Mas te aquieta, meu bem, o que tu sentes eu sinto também.
Só que é mais. Só que não me satisfaz.
Então para de marcar e me chama, só me chama.

SóTão.


Olha pra cima. Respira, só respira. Levanta, anda no escuro pra olhar nos olhos do teu medo. Sente tudo arrepiando e aceita que não tens o que vomitar. Aceita que não tem nada pra jogar. Se recusa a sentir tudo de novo. Aprende que a arritmia é quem dá essa ânsia, e que tu vai ver teu peito pular, mas teu coração não vai pular pra fora, embora tu torças ao contrário. Lida com o fato de que dói; doeu, dói e vai doer, e que, no momento, o máximo que tu podes fazer pra desvirtuar é te aquietar debaixo daquele chuveiro gelado. Vai pintar; tua parede, tua alma. Tira essa corrente em volta do teu pescoço, tua mãe bem lhe alertou que ela te enforcaria, caso tu se esquecesses de e fosse dormir. Lida. Aprende a lidar. Muda. Vê a tua mudança. Só não permanece deitada, de corpo atado, frouxa, o pulso frouxo, a felicidade afrouxada. E seja aquela praia, aquela noite, e se deixa ser. 

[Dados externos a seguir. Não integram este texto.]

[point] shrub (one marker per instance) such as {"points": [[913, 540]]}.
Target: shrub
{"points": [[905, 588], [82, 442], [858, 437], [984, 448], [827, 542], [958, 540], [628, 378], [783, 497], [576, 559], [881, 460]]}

- E eu não sei mais se o meu medo é o escuro ou o medo dele é que eu não tenha mais medo.

11.

E as luzes nem se apagaram ainda. Mas não era supostamente sobre o que deixamos passar, meu amor, pois eu estive evitando, para sempre, indiretamente, eu e você, ou os pés para fora da cama, mas infelizmente olhei para o buraco no teto e te pedi para acender a luz. E agora não sei mais se é receio ao susto ou à dor que outrora me proporcionou, a questão – sim, a questão – é que os pesadelos cessaram, realmente, mas tamanha fobia não se aquietou, não, e tu só dizes que é hipocondria e que os remédios são farinha - mas porque revelou, meu bem, eu precisava acreditar em algo na tua ausência, ainda mais na tua presença – e tudo que era branco, diziam os contos, nasciam pra gritar e me assustar, e é por isso que as lágrimas ainda não cessaram. Quarentena de temor, e eu nem vi, ou pressenti. Era sono, pois então, e eu tirei das tomadas o que havia restado dos sentidos, mas era sonho, agora, e a perna levantando involuntária assustou – a audição não ouvia nada, além de silêncio; o paladar dizia que precisava do doce, ou de tudo que tu dizias agora com receio de que fosse tarde demais; o olfato se encantou de lembrar a fragrância que restou dos últimos lençóis que deitamos; o tato te sentiu me abraçando, mesmo que não devesse sentir nada; e a visão... oh não, viu tua mão descansando imunda, em mim, em ti. Mesmo que não fosse a tua, aliás.